Experimente und CFD Simulationen zu geschichteten Strömungen in horizontalen Kanälen

Slug flow is potentially hazardous to the structure of the system due to the strong oscillating pressure levels formed behind the liquid slugs. It is usually characterized by an acceleration of the gaseous phase and by the transition of fast liquid slugs, which carry out a significant amount of liquid with high kinetic energy. For the experimental investigation of air/water flows, a horizontal channel with rectangular cross-section was build at Forschungszentrum Dresden-Rossendorf (FZD). Experimental data were used to check the feasibility to predict the slugging phenomenon with the existing multiphase flow models build in ANSYS CFX. Further it is of interest to prove the understanding of the general fluid dynamic mechanism leading to slug flow and to identify the critical parameters affecting the main slug flow parameters (like e.g. slug length, frequency and propagation velocity; pressure drop).
For free surface simulations, the inhomogeneous multiphase model was used, where the gaseous and liquid phases can be partially mixed in certain areas of the flow domain. In this case the local phase demixing after a gas entrainment is controlled by buoyancy and interphase drag and is not hindered by the phase interface separating the two fluids. A further decision has to be made regarding the applied fluid morphology and interphase drag law for the multiphase flow. The fluid-dependent shear stress transport (SST) turbulence models were selected for each phase. Damping of turbulent diffusion at the interface has been considered. The k-ω based SST model accounts for the transport of the turbulent shear stress and gives highly accurate predictions of the onset and the amount of flow separation under adverse pressure gradients. The tail of the calculated slug and the flow behind it is in good agreement with the experiment. The entrainment of small bubbles in front of the slug could not be observed in the calculation. However, the front wave rolls over and breaks. It is created due to the high air velocity. In contrast to the measurement, the slug period is increasing with the time in the calculation. This could be a result of different amount of water in the channel at the beginning of experiment and CFD simulation. While in the simulation, the liquid phase covers 78% of the channel, it represents about 70% at the beginning of the experiment. Furthermore, in the experiment, this value is also reduced by a first slug which carries a significant amount of water out of the channel. This first slug could not be simulated. The behavior of slug propagation at the experimental setup was qualitatively reproduced, while quantitative deviations require a continuation of the work.

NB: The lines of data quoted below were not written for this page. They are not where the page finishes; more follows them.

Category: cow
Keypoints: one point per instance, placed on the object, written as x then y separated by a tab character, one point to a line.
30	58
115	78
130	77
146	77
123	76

As some uncertainties were noticed at the inlet of this channel, the HAWAC (Horizontal Air/Water Channel) with well defined inlet boundary conditions dedicated to co-current flows was built. A picture sequence recorded during slug flow was compared with the equivalent CFD simulation made with the code ANSYS CFX. The two-fluid model was applied with a special free surface treatment. Due to an interfacial momentum transfer, it was possible to generate slugs based on instabilities. The behaviour of slug generation and propagation at the experimental setup was qualitatively reproduced, while deviations require a continuation of the work. The creation of small instabilities due to pressure surge or an increase of interfacial momentum should be analysed in the future. Furthermore, experiments like pressure and velocity measurements are planned and will allow quantitative comparisons, also at other superficial velocities.